第二十一章・後① 突発的な激争
屋敷の周辺は、その日、嵐のような大雨だった。風が窓を鳴らし、あまり心地よくない音が聞こえる。
少女はため息をつき、屋敷の廊下の窓から外を眺めた。その手には衣類で一杯になった洗濯籠があった。
――久しぶりに部屋干しかな。
この季節にしては珍しい雨。夏用の半袖メイド服にも湿気が纏わり、少々動きづらい。
「シラタマさん、大丈夫ですか?」
『ヤー! 玄関先の小型インターフェースをわざわざ室内に持ってきていただいて有難いでありますぞ!』
豪雨の最中に高級品であるシラタマの呼び出し装置を置いておくのは危険なので屋内に退避してある。
『お一人ではこの屋敷も持て余しますな』
「はい、あの人にも早く帰ってきてほしいものです」
少女はただいま留守番中である。
『お仕事ですかな?』
「一応、ですね。夏休み中は事務仕事は殆どありませんし、自分のレポートのまとめをやっています」
リビングの机で、その上においたあったシラタマ呼び出し器と会話する。その横には自分のレポート用紙を広げて、だ。自室の机でもいいのだが、どうもこちらの方が集中できる。
魔法使いは、何やら調べものとかで出帳?中だ。一週間ほどで戻るそうだが、そう言ってちゃんと戻ってきたことはないので信じないでいる。
それよりも、帰ってきたときに自分の研究内容をちゃんと言えるようにしておきたい。
研究レポートの内容は、『発動並列化』。つまり、同時により多くの魔法を使えるよう、魔法陣や理論を調整していくものだ。

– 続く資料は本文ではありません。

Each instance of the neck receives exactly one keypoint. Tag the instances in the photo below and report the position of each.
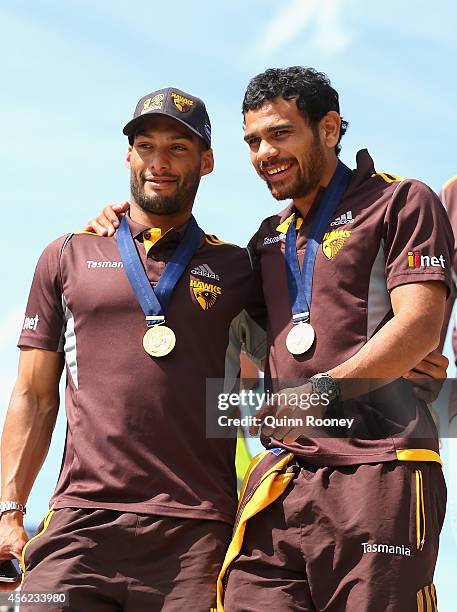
(304, 204)
(163, 222)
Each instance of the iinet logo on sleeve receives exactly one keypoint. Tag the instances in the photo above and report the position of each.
(31, 323)
(416, 260)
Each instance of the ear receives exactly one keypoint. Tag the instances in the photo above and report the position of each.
(207, 162)
(330, 126)
(128, 156)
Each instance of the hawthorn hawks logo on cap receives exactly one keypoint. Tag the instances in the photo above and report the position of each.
(182, 104)
(334, 241)
(206, 294)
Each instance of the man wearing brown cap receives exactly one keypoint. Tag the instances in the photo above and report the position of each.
(142, 511)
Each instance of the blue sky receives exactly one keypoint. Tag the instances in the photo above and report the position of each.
(73, 71)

魔法使いが出かける少し前、どうしてレポートの内容にこれを選んだのかを聞かれた。
『先日のチンピラに襲われた際、一度にもっと水の弾丸を撃てればより楽に終わったと思いましたので。あとは…』
そこで諦めたように回答を遮られ、続きを言えなかった。
確かに、直近の理由は街でチンピラと喧嘩したときにもっと上手く戦う方法があったら、というものだが、本筋の理由は、
――作業の時間を短縮して、あの人と一緒にいる時間を増やしたい!
うぇへへ、と嬉しく歪んだ口元は、傍から見たら多分気持ち悪い。
『本日の残っている家事は、もうありませんな』
まだ時間は夕方だが、もう作業という作業は残っていない。
「はい。私だけですし、ご飯の用意も、保存してある肉を焼けばいいだけです」
――昨日は、約束破って山に入ったけど、無事ならいいよね。
山に入って遭難して以来、一人で狩りに行くのは魔法使いに禁止されてしまった。ドラコやハイルディがいれば一緒に、最悪でもシラタマを通して常に回線をオンにしておけ、というのが命令だ。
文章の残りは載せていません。